On Wednesday, June 18, 1873, a crewman on Fannie Patton, Norman Warner, aged 16, was drowned when he had tried to draw water from the river using a bucket. The bucket pulled the boy into the water, and although he swam for a while, he eventually went under the water before the boat could be stopped or help rendered. The drowning was reported to have occurred near Champoeg, Oregon. The body was not recovered for two weeks, when it was found floating in the water at Butteville The steamer Governor Grover carried the body upriver to Salem.

Lucien E. Pratt (1824–1899), a director of the People’s Transportation Company, was also a captain of Fannie Patton. In December 1873, Pratt was reported to have been placed in charge of Fannie Patton. A newspaper of the time described Pratt as "one of the oldest, as well as most popular steamboatmen on the Willamette." Pratt was in command when, in 1874, the steamer Shoshone sank in the Willamette River and Fannie Patton rescued the Shoshone’s passengers. According to one steamboatman’s reminiscences 15 years later, Fannie Patton had been racing with Shoshone, during which Shoshone ran into a snag, causing the sinking.

==Early criticism==
In December 1866, Martin H. Abbott, editor of the State Rights Democrat, an Albany newspaper, and an opponent of the People’s Transportation Company, criticized the meal service on board Fanny Patton, stating, in part, as follows:

… when we pay four bits for a meal, we do expect to have something near its equivalent set before us, whether we partake of it or not; and having been but recently engaged in the hotel business, we claim to know what a meal should be for which half a dollar is charged.

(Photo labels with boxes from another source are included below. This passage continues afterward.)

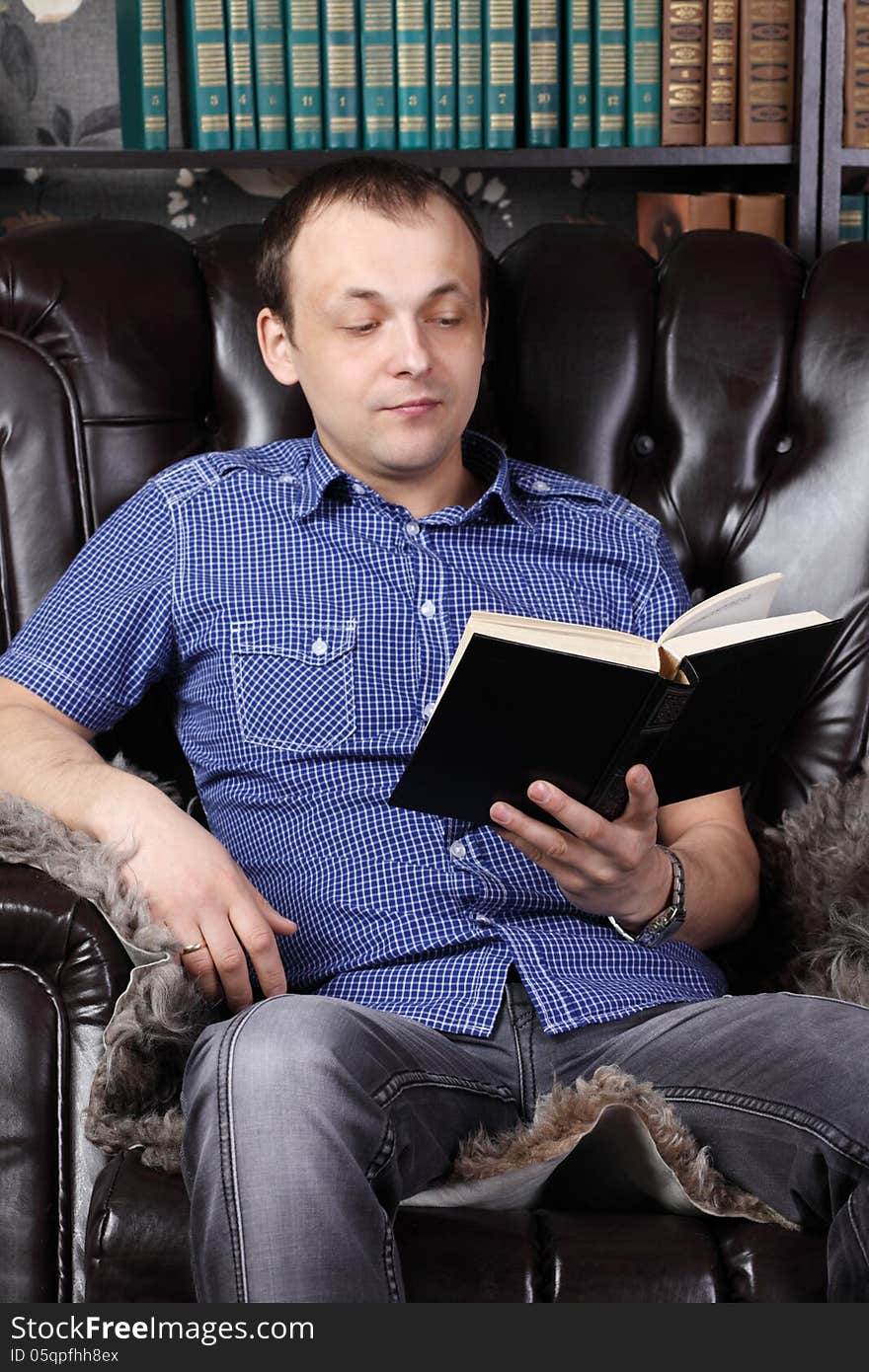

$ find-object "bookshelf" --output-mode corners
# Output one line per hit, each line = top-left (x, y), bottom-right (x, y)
(819, 0), (869, 253)
(0, 0), (824, 262)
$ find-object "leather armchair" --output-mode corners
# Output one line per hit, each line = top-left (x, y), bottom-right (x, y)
(0, 221), (869, 1302)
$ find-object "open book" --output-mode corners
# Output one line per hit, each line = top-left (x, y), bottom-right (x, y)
(390, 572), (840, 823)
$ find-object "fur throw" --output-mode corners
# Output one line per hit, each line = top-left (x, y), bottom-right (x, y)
(0, 759), (869, 1222)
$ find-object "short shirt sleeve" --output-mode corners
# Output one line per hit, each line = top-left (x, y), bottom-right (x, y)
(0, 482), (176, 731)
(634, 530), (690, 643)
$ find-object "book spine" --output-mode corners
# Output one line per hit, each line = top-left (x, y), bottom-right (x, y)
(838, 194), (866, 243)
(585, 680), (693, 819)
(706, 0), (739, 147)
(627, 0), (656, 148)
(564, 0), (592, 148)
(483, 0), (516, 148)
(224, 0), (257, 148)
(359, 0), (395, 148)
(429, 0), (458, 148)
(284, 0), (323, 148)
(251, 0), (289, 150)
(321, 0), (359, 150)
(524, 0), (562, 148)
(116, 0), (169, 148)
(739, 0), (796, 147)
(184, 0), (232, 151)
(457, 0), (483, 148)
(594, 0), (627, 148)
(395, 0), (430, 148)
(841, 0), (869, 148)
(662, 0), (706, 147)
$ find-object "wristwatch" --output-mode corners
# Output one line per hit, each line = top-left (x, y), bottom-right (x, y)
(609, 844), (686, 948)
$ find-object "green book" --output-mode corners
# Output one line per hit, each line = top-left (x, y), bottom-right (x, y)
(627, 0), (661, 148)
(320, 0), (361, 150)
(483, 0), (516, 148)
(594, 0), (627, 148)
(184, 0), (232, 151)
(838, 194), (866, 243)
(429, 0), (457, 148)
(359, 0), (395, 148)
(251, 0), (289, 148)
(224, 0), (257, 148)
(284, 0), (323, 148)
(395, 0), (430, 148)
(524, 0), (562, 148)
(116, 0), (169, 148)
(456, 0), (483, 148)
(564, 0), (592, 148)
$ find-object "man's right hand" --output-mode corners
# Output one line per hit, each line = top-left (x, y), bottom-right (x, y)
(112, 792), (296, 1013)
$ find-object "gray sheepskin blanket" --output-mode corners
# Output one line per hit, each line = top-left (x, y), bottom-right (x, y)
(0, 757), (869, 1228)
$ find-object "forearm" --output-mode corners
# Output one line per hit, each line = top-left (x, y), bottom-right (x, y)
(0, 703), (180, 844)
(670, 819), (759, 948)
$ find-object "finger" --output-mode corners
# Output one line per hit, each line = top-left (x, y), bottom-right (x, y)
(496, 824), (613, 897)
(229, 905), (287, 996)
(179, 929), (222, 1004)
(199, 914), (254, 1014)
(489, 781), (622, 862)
(616, 764), (658, 827)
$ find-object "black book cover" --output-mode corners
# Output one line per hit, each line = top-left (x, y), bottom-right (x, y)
(388, 620), (840, 824)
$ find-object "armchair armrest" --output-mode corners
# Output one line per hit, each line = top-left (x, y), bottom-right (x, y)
(0, 863), (129, 1302)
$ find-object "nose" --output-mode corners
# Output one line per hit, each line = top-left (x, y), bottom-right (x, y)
(390, 320), (432, 376)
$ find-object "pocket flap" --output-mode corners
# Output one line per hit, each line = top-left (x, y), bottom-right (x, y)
(232, 619), (356, 667)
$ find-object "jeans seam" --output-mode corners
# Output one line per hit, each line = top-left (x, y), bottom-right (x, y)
(372, 1072), (516, 1108)
(845, 1191), (869, 1269)
(217, 1002), (273, 1302)
(663, 1087), (869, 1171)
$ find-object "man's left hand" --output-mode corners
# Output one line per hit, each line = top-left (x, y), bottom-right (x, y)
(489, 766), (672, 930)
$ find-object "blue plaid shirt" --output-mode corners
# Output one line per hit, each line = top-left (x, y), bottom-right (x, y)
(0, 435), (726, 1034)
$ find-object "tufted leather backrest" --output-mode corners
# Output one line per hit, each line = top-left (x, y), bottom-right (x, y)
(0, 221), (869, 819)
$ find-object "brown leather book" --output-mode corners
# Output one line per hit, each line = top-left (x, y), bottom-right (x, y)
(733, 191), (785, 243)
(739, 0), (796, 147)
(661, 0), (706, 147)
(706, 0), (739, 147)
(841, 0), (869, 148)
(637, 191), (731, 262)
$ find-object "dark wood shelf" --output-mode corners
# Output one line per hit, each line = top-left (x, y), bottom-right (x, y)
(0, 144), (798, 172)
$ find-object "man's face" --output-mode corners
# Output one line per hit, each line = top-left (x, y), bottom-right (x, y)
(258, 196), (486, 500)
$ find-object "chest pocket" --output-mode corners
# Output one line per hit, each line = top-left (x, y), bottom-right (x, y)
(232, 619), (356, 752)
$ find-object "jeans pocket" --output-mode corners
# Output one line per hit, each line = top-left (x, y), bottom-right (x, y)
(232, 619), (356, 753)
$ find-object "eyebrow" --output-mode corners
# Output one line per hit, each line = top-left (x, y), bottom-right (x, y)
(339, 281), (468, 303)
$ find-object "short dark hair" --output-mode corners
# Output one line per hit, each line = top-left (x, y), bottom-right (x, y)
(257, 156), (489, 332)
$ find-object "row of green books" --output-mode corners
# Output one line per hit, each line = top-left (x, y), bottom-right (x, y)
(116, 0), (662, 150)
(838, 194), (869, 243)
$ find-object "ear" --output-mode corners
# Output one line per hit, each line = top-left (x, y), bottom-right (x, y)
(257, 310), (299, 386)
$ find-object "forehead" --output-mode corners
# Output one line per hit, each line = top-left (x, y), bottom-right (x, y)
(287, 194), (479, 300)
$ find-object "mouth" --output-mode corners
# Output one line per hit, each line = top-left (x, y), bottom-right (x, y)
(386, 395), (440, 415)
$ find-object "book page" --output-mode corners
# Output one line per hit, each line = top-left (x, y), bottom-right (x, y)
(668, 609), (830, 661)
(661, 572), (784, 645)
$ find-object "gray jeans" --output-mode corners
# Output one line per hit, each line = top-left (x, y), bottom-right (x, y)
(183, 981), (869, 1302)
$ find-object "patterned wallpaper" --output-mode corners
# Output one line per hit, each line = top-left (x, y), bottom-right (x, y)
(0, 0), (645, 254)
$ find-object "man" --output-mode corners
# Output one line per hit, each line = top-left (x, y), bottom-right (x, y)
(0, 159), (869, 1302)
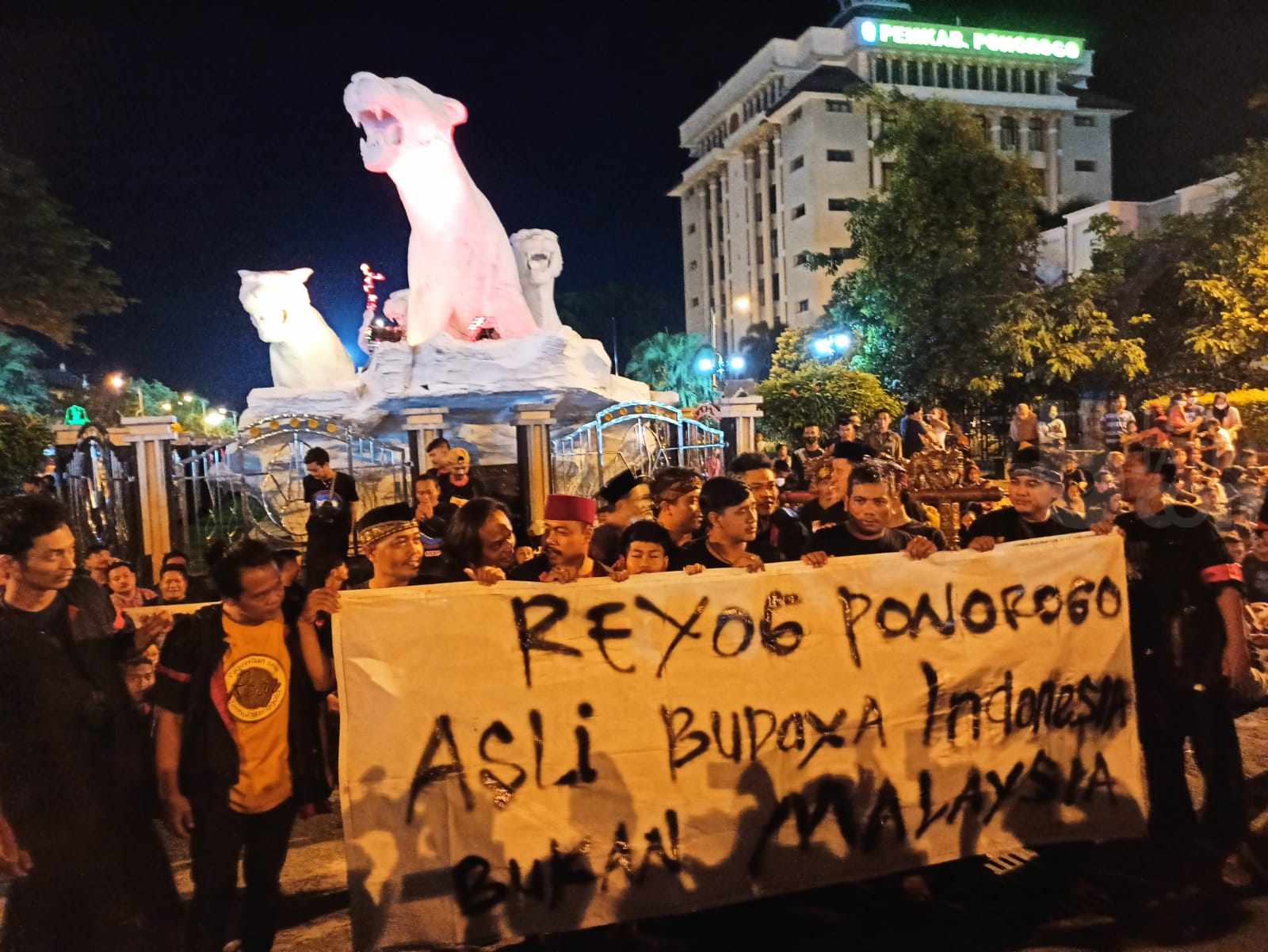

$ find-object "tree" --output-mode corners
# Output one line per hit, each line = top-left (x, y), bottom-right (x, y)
(757, 327), (900, 444)
(556, 283), (682, 369)
(0, 148), (127, 345)
(807, 94), (1135, 407)
(0, 331), (51, 413)
(0, 410), (53, 495)
(625, 331), (718, 407)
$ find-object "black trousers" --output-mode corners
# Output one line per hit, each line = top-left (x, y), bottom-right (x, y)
(1136, 669), (1247, 851)
(186, 800), (296, 952)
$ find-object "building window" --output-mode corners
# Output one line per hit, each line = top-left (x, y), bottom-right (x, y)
(1025, 119), (1044, 152)
(999, 116), (1018, 151)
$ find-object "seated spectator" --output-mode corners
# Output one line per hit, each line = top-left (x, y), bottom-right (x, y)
(427, 436), (453, 478)
(106, 561), (158, 611)
(799, 463), (841, 533)
(158, 565), (189, 605)
(440, 446), (484, 506)
(1059, 480), (1088, 520)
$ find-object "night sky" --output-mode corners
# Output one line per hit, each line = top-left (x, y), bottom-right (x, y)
(0, 0), (1268, 406)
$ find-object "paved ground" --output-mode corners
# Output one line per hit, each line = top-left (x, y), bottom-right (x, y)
(7, 710), (1268, 952)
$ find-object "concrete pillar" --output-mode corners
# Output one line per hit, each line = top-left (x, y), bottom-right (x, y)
(404, 407), (449, 479)
(718, 396), (763, 455)
(766, 133), (789, 327)
(110, 416), (176, 579)
(754, 140), (780, 327)
(511, 403), (556, 527)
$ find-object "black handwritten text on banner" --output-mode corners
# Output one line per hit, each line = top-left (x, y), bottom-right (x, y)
(338, 536), (1145, 948)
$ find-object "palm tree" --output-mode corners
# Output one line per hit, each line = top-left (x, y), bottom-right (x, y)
(625, 331), (716, 407)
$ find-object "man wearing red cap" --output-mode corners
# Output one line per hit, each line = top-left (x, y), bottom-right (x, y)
(509, 495), (607, 582)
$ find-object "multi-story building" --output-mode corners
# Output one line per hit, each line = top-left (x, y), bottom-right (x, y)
(670, 0), (1129, 354)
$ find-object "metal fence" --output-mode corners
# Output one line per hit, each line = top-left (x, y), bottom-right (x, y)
(550, 402), (725, 495)
(171, 416), (411, 565)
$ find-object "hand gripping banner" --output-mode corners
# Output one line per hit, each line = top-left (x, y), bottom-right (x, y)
(334, 535), (1146, 950)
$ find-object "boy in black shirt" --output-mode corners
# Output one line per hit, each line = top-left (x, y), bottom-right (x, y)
(677, 476), (780, 572)
(962, 448), (1088, 552)
(1095, 444), (1251, 885)
(304, 446), (357, 590)
(803, 463), (937, 567)
(731, 453), (810, 561)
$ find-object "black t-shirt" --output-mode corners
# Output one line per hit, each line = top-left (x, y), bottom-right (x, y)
(304, 473), (357, 537)
(440, 473), (484, 502)
(960, 506), (1088, 545)
(1241, 555), (1268, 602)
(677, 536), (782, 569)
(799, 499), (846, 535)
(754, 508), (810, 561)
(903, 417), (928, 459)
(810, 522), (911, 556)
(1114, 504), (1241, 690)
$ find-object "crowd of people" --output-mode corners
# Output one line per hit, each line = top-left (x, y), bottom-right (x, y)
(0, 396), (1268, 952)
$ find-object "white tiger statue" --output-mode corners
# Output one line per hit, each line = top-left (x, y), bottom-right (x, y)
(239, 267), (357, 391)
(511, 228), (563, 331)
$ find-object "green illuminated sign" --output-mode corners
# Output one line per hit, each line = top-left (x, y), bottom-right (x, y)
(858, 21), (1083, 59)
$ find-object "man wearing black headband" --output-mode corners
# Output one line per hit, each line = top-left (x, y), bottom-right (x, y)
(962, 449), (1088, 552)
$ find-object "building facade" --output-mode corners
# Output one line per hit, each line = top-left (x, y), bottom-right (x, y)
(670, 0), (1129, 354)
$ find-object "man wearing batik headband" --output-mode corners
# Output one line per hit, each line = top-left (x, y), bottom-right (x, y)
(353, 502), (422, 588)
(507, 495), (609, 582)
(961, 448), (1088, 552)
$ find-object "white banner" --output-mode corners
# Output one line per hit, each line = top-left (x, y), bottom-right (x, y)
(334, 535), (1146, 950)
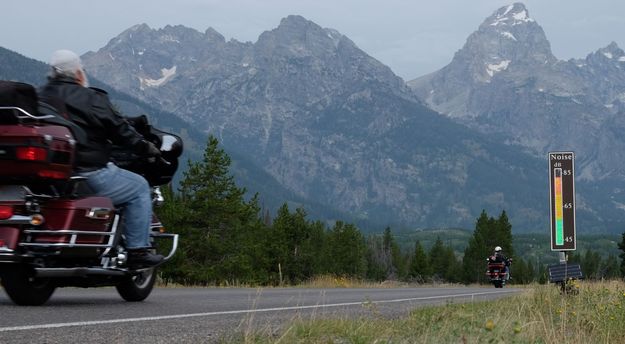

The breakfast furnished us, to which we have above alluded, consisted of a piece of very tough beaf, cooked till it was dry and quite tasteless. We set it aside. The coffee was black as tar-water, nearly cold and without milk.

==Disposition==
In August 1880 the useful components of the steamer were stripped out and the vessel was converted to a barge. In March 1881, Col. William S. Button, of Roseburg, Oregon was supervising the removal of the machinery of the Fannie Patton so that it could be installed in the Lake Pend Oreille steamer Henry Villard.